We’re running InfluxDB 1.7.7 and ever since migrating from 1.3.x to 1.7.x, and moving to TSM and TSI, we’ve started seeing problems during TSM compactions.
Whenever a TSM compaction occurs, InfluxDB sometimes becomes momentarily unavailabe, leading to a dip and then a peak in writes to to database:
As you can see compactions are run every half an hour, but they sometimes are force to be run earlier by InfluxDB and sometimes they also don’t seem to have the dip-peak effect (see 07:30 in the graph).
Our system has one very large measurement containing (building) sensoric data. Each value is tagged with a sensor ID. We log data for each sensor about every 5-10 seconds, for a few thousand sensors.
Could the single large measurement be the source of our problems?
Is there nobody else who is experiencing problems like this?
It currently isn’t affecting our system that much, because we have enough capacity to rewrite the failed points and process the backlog of points that accumulate due to these timeouts. But it’s not something I’m fully comfortable with. Not accepting writes during a (slow?) compaction is IMHO not a great way to handle this from InfluxDB.
Thanks! I’ve been testing out some stuff as well, I have found that adjusting the compact_throughput up I’ve only managed to crash the server (excessive memory usage). Although I was also playing around with the cache settings so that might also have factored in with the memory problems I created.
Another look at the config file made me think that maybe the actual culprit (for most of the dip/peaks) is the retention policy enforcer. The dip/peak cycles are exactly every 30 minutes, and the retention policy enforcer is set to run every 30 minutes. This can’t explain all of the dips and peaks - not all of them occur exactly every 30 minutes - but it can explain most of them.

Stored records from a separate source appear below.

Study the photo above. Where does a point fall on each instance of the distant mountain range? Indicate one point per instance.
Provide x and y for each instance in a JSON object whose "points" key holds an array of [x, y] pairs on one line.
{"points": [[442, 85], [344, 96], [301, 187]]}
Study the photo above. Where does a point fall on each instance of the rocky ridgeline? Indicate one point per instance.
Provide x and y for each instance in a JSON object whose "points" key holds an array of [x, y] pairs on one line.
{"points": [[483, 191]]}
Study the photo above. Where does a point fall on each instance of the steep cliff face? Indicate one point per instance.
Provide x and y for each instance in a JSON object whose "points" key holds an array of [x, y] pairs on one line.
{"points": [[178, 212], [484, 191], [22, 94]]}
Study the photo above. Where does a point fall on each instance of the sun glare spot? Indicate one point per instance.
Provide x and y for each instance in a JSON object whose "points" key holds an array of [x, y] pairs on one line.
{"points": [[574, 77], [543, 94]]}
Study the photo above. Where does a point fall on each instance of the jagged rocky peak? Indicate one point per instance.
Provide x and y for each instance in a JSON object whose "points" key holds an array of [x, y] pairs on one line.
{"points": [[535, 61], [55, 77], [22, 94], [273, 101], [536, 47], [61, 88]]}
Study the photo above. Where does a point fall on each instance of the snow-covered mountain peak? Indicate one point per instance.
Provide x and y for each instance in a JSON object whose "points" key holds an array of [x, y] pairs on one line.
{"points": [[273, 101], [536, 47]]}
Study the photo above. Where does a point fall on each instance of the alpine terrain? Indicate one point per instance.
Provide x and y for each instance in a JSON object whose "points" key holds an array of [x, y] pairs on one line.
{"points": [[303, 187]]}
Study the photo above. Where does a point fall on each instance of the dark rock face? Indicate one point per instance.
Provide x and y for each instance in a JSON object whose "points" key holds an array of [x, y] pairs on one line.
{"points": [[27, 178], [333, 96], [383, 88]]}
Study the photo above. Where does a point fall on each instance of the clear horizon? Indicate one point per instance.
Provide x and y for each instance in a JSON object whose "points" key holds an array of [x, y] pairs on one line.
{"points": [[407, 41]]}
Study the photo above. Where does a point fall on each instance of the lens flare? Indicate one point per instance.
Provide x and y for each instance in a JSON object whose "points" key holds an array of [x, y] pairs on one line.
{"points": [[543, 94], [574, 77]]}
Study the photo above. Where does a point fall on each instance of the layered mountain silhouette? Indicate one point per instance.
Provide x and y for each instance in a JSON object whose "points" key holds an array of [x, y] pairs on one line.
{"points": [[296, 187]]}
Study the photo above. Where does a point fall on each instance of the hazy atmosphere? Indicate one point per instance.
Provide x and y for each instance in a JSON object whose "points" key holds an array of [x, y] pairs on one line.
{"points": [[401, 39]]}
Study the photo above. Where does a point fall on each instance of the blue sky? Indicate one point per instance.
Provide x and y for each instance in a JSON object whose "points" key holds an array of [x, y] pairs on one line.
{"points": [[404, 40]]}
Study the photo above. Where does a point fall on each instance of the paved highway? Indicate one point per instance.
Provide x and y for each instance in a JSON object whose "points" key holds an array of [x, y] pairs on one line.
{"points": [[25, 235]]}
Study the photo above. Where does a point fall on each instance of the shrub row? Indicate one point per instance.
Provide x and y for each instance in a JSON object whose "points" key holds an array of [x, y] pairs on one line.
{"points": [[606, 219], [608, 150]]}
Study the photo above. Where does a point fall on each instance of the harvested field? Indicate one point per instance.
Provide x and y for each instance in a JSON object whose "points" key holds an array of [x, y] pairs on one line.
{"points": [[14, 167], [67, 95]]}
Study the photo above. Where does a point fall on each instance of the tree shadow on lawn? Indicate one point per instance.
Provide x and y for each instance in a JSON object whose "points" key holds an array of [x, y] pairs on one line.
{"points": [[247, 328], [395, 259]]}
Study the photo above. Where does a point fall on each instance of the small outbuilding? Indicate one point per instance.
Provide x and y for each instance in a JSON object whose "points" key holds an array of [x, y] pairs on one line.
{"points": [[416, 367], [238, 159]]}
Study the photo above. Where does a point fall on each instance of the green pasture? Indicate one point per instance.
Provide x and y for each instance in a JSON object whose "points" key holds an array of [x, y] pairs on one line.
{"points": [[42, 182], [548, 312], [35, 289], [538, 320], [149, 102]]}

Whenever the retention policy enforcer runs I get these logging:
Doesn’t seem to run excessively long or do any weird things, but the times that are logged by InfluxDB line up exactly with the dip/peaks I see in my write throughput.
While I was typing this InfluxDB seems to have done a few dip/peak cycles that weren’t exactly on the 30m mark, but I do see the following log at the exact time of one of the dip/peaks:
So maybe it’s the retention policy enforcer combined with the TSM cache snapshotter? Note that not every non-30m dip/peak has a cache logging associated with it, and cache logs also appear without the dip/peak in my write throughput.
What’s weird to me is that if that’s true, why would InfluxDB just stop accepting writes when it is doing some IO to disk?